De 1941 para cá, muita coisa mudou, mas na essência a APL é referência da produção vinculada às letras, embora seja preciso expandir mais ainda com sua força e influência no universo artístico e cultural paraibano ampliado a envolver também as novas fases.

O sentido imortal

Os dados da conjuntura simbolizam a imortalidade pelo significado pragmático no qual essa condição leva cada acadêmico ou acadêmica até o último momento mortal. Faz parte.
Também está escrito que cada candidato ou candidata precisa se submeter ao voto secreto pelos demais integrantes da APL.

Quem é quem

São quatro candidatos à vaga do imortal Carlos Antônio Aranha de Macedo.

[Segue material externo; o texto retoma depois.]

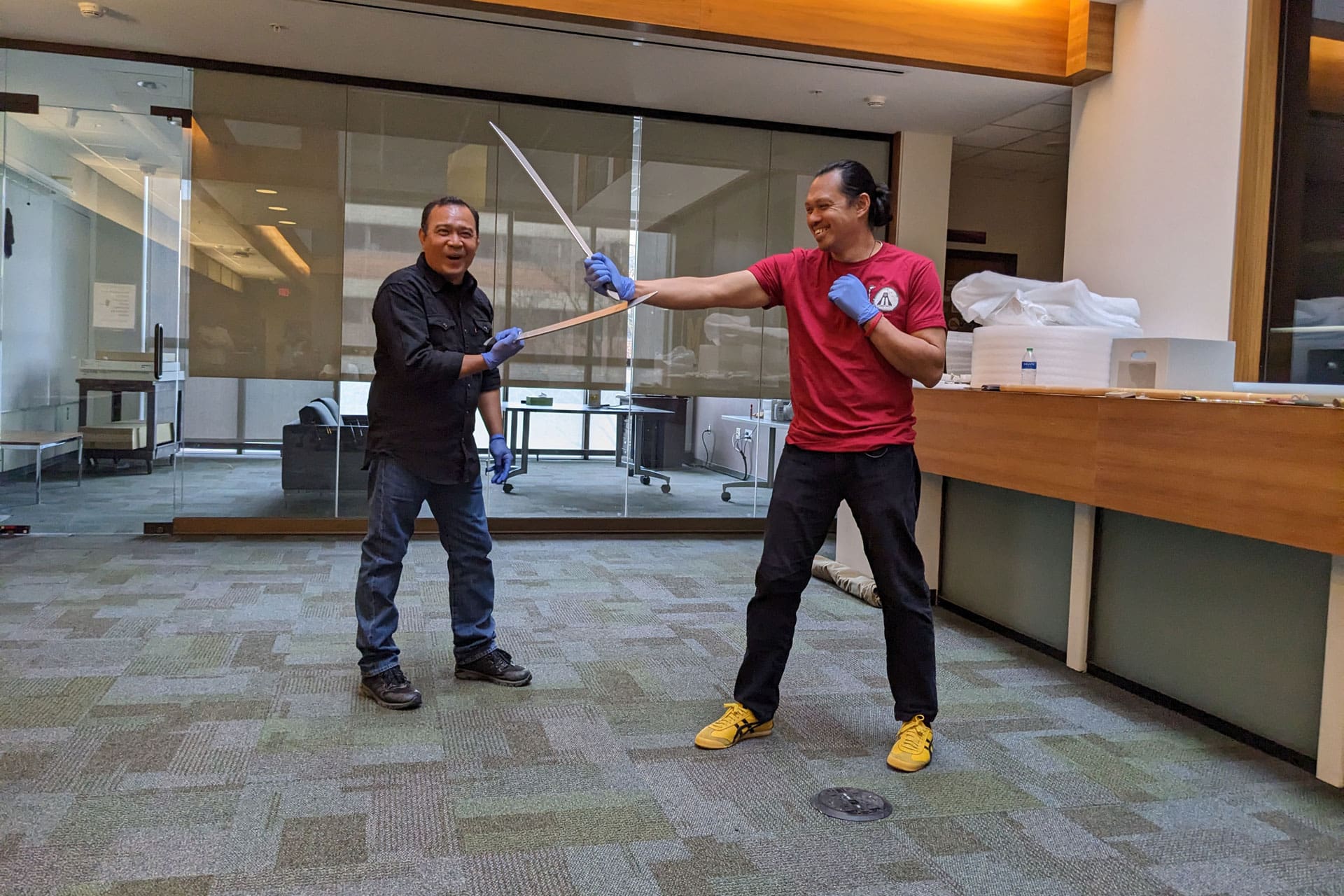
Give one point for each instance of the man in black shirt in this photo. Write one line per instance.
(432, 374)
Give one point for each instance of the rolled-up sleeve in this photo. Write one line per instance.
(402, 330)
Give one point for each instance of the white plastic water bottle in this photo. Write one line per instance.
(1028, 368)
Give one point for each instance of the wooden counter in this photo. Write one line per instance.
(1260, 470)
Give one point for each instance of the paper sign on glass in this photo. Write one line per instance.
(115, 305)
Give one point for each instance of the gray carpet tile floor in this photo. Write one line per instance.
(120, 498)
(182, 716)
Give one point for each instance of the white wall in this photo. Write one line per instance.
(1152, 179)
(923, 195)
(1018, 216)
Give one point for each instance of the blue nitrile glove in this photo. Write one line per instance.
(851, 298)
(503, 458)
(507, 344)
(601, 272)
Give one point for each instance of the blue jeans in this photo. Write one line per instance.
(396, 496)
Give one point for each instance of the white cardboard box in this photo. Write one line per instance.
(1172, 363)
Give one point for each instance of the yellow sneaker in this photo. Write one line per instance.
(913, 748)
(738, 723)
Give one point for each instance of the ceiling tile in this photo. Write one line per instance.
(1011, 160)
(1041, 117)
(992, 136)
(1051, 144)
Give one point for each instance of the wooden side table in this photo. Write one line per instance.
(152, 450)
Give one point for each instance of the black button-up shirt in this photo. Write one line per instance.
(421, 409)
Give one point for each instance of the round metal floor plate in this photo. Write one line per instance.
(848, 804)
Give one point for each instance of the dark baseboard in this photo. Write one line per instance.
(1209, 720)
(1054, 653)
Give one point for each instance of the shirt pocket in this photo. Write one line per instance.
(445, 335)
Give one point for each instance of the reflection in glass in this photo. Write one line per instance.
(1307, 300)
(267, 246)
(96, 204)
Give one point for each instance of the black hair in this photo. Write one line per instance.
(449, 200)
(855, 179)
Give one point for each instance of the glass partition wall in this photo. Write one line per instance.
(296, 199)
(97, 197)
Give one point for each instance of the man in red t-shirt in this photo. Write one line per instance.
(864, 320)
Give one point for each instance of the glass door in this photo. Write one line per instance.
(94, 288)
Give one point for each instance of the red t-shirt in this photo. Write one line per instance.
(846, 396)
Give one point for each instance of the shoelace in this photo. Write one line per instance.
(911, 739)
(733, 719)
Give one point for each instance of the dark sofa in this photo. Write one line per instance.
(315, 449)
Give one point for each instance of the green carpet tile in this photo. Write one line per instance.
(182, 718)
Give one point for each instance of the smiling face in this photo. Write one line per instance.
(451, 241)
(836, 223)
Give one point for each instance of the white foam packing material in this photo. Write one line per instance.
(1065, 355)
(958, 354)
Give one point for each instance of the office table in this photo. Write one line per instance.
(768, 482)
(518, 418)
(39, 442)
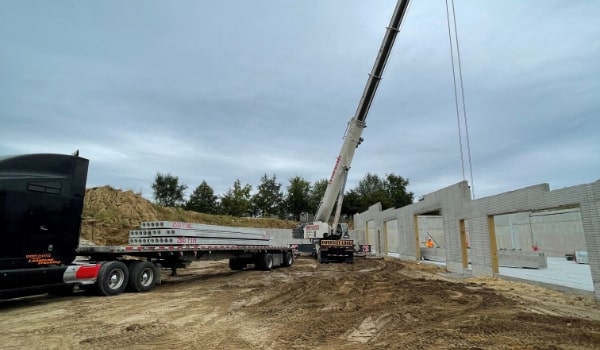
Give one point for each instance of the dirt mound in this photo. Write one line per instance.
(109, 214)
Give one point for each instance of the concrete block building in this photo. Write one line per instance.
(469, 239)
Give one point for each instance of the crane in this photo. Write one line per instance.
(328, 238)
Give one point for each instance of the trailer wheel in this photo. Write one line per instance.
(288, 259)
(266, 262)
(112, 278)
(142, 276)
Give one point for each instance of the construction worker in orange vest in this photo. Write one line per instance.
(429, 243)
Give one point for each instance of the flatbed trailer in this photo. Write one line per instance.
(41, 203)
(111, 270)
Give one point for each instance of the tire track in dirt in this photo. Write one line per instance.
(373, 304)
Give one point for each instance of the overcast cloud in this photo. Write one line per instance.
(226, 90)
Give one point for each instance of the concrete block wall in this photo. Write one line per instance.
(455, 204)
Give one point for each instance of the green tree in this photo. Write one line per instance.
(236, 201)
(389, 191)
(352, 203)
(203, 200)
(268, 198)
(168, 192)
(297, 198)
(396, 189)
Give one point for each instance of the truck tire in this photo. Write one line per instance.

Pela ordem alfabética: Ana Paula Cavalcanti, Onaldo Queiroga, Renato Cesar e Walter Santos se apresentam aos eleitores.

Por que sou candidato?

Mesmo com respeito aos concorrentes, dispomos de um histórico e saldo de produção artística e cultural muito próxima de Carlos Aranha, aliás, responsável por nossa ascensão como presidente da API.

Foi ele quem nos lançou no comando da Imprensa e sempre estivemos na vanguarda da cultura paraibana. Nos sentimos preparados para superdimensionar a história do imortal!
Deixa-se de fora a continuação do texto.